# The SBHonline Community Daily > Music >  >  MCC tonight at Wolftrap

## JEK

At setlist from two nights ago

Mary Chapin Carpenter

Chasing What's Already Gone 
I Tried Going West 
Transendental Reunion 
Shut Up and Kiss Me 
Passionate Kisses 
The Way I Feel 
What to Keep and What to Throw Away 
Learning the World 
Another Home 
Halley Came to Jackson 
He Thinks He'll Keep Her 
Down at the Twist and Shout 
Girls with Guitars 
Stones in the Road 
New Years Day 
Soul Companion 
Encore:
I Feel Lucky 
The Hard Way 
Encore 2:
Jericho 
Don't Need Much To Be Happy

----------


## JEK

She is in a funk over her life and times and her music shows it. Her new album is a downer, at least in the first half.
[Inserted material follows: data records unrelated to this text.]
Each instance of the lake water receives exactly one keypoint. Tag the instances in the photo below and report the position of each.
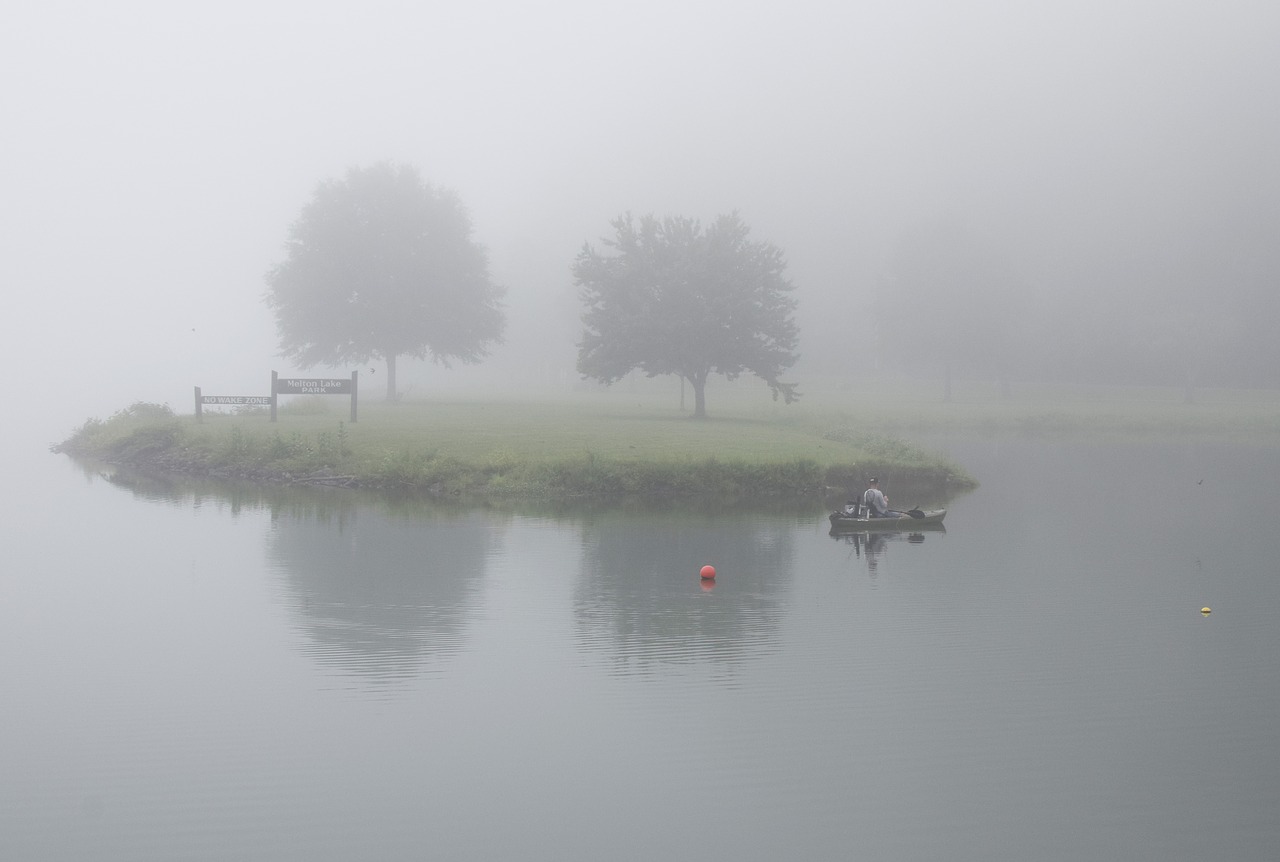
(199, 673)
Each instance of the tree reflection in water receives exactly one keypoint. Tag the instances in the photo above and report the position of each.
(640, 601)
(376, 593)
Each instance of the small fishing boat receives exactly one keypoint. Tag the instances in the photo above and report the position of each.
(853, 518)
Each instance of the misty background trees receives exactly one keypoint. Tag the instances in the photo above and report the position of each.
(383, 264)
(676, 299)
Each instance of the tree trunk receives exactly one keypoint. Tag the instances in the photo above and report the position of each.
(699, 384)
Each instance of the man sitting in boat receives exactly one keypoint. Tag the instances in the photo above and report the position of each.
(877, 504)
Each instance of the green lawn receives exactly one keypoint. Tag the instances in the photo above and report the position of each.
(635, 439)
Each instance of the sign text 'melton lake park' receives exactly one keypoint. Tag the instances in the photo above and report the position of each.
(311, 386)
(284, 386)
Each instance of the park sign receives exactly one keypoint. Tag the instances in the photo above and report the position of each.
(314, 386)
(283, 386)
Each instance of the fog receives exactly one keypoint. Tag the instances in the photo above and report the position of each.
(155, 155)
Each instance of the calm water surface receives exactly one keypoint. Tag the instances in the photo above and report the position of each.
(222, 674)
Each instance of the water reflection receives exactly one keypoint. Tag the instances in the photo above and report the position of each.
(376, 593)
(871, 546)
(639, 597)
(382, 585)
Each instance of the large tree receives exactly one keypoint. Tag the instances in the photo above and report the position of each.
(382, 264)
(673, 299)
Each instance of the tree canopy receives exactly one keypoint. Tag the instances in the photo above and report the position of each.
(382, 264)
(675, 299)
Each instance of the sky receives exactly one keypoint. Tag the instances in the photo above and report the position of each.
(155, 154)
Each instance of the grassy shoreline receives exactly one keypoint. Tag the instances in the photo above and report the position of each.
(513, 450)
(638, 445)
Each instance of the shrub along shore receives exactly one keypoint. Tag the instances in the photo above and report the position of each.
(515, 450)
Loudon Wainright III opened for her and he was really funny last night. Read some of his father's pieces from Life magazine in the 70s and 80s and set a few to song. Now there is an interesting family with Martha and Rufus as kids and songwriters. Loudon has suffered a few slings from the kids -- B.M.F.A. for one.

----------


## Grey

Aside from her new music how was the rest of MCC's show?  Her voice is beautiful.  Stones in the Road is a favorite.

----------


## JEK

She has in great voice and did a number of her old favorites. One of her first bookings as a professional was at Wolftrap and she has deep roots there.

----------